This Space for Rent

Now if they could only do the same for the Hate Amendment

Judge razes Measure 37 land law is what the headline in the Oregonian and the world's worst newpaper website says. Good. And not for the traditional reason that zoning is a good idea, but because measure 37 is a particularly creepy way of enriching rentiers while telling those of us who had the fortune to not come in before Tom McCall (An, ahem, Republican, from back in the days when the Evil Party still had some beliefs other than Bowb your Buddy!) got land use laws passed that we're screwed.

If the citizens of the state of Oregon, which is a magnificently pretty state with plenty of rich agricultural land, wish to write all of this off and become some sort of sick cross between Southern California and northern New Jersey, I'm certainly not going to spend much effort in fighting it; when gasoline gets up to US$6.00/gallon, those people who live in their little ranchettes located conveniently 60 miles (US$72 roundtrip in your spiffy new H2! *kiss kiss*) away from the nearest grocery store will find that the New! Improved! No Zoning for You! cesspool that is Oregon has become a somewhat less appealing place to live. But if you're going to legislate zoning away, it's discrimination to not allow every Tom, Dick, and Harry to rent a power shovel and wreck the property values for everyone else in their neighborhood.

Now, I know that the people who run Oregonians in Action won't be really happy unless they can get droit de seignor written into the Oregon constitution, but perhaps it's time they go back to Grover Norquist and get him to write a no more icky zoning! law that applies to hoi polloi instead of just the members of the ancien regime.

Comments


I grew up in So Calif, lived in LA for a buncha years, and now I live in northern NJ. here I've got the light rail two blocks from home and about 40 feet from the office.

I guess it depends where in So Cal/NoJ you mean :) sure there's horrid car-choked strip-malled big-box'd burbs. I bet you even have those in Oregon. I've driven my car once this month, because I can. but too many people still refuse public transit in all areas so gridlock is inevitable. I love going "ha! ha!" to stuck drivers on route 440 as I woosh by em on the train.

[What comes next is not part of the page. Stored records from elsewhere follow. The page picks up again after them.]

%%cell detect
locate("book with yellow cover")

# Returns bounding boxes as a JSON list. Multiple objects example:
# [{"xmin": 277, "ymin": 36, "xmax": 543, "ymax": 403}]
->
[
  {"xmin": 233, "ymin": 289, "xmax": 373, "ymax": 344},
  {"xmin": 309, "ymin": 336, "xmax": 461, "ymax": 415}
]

42 Sun Oct 16 17:45:43 2005

I didn't live in Southern California very long before I moved to Portland (approximately three years) but one thing that struck me was looking at the way the countryside looked 75 (and even 50) years ago compared to today. There's a lot of good agricultural land that's buried under subdivisions in between the San Gabriel mountains and the Mexican border; that's the curse of Los Angeles (and it's not just Los Angeles; my best friend moved to Chicago at the start of the 1980s, and I moved there in the late 1980s, and the difference in the way the suburbs looked in 1984 (my first visit) and 1993 (when I decamped for NYC) was pretty scary in the amount of good agricultural land that was converted into the most horrible sort of development (big houses on little lots, complete with scary flash floods because the runoff no longer had anywhere to do.) But, once you get out of the midwest, mentioning Chicago as an example of suburban sprawl gets a blank-eyed "wha???" reply, because not very many people realize there's anything other than optically flat prairie between Ohio and the Rocky Mountains.

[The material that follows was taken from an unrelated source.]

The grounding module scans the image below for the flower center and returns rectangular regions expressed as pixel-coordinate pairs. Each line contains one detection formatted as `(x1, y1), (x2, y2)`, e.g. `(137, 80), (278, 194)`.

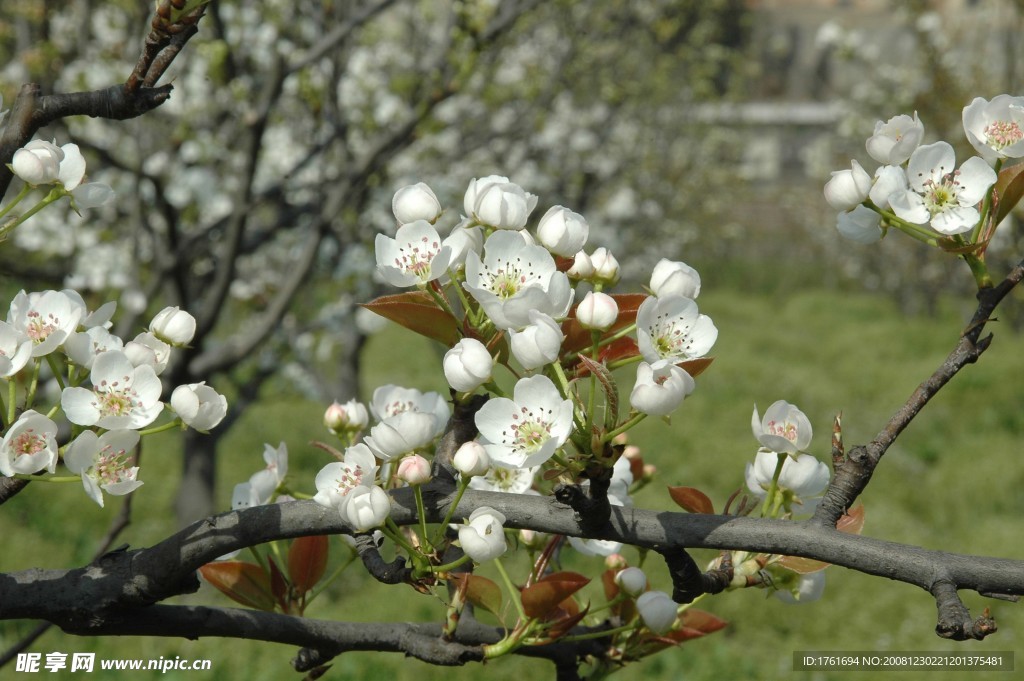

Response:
(394, 237), (441, 282)
(985, 121), (1024, 152)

Northern New Jersey, on the other hand, has some of the most horrific traffic I've seen anywhere (and that includes the perpetual traffic jams on I-5 in Orange County.

But they're proof of development!, which, to a particular sort of dimwitted capitalist, is the only worthy thing there is; they believe that if they can subdivide a lot, public services will magically appear and money will pour into their pockets like water. To them, the only thing wrong with the Los Angeles basin and Northern New Jersey is that there is still some undeveloped land locked up in parks and floodplains, and if the Evil State could be forced to allow development, it would usher in a golden age for all.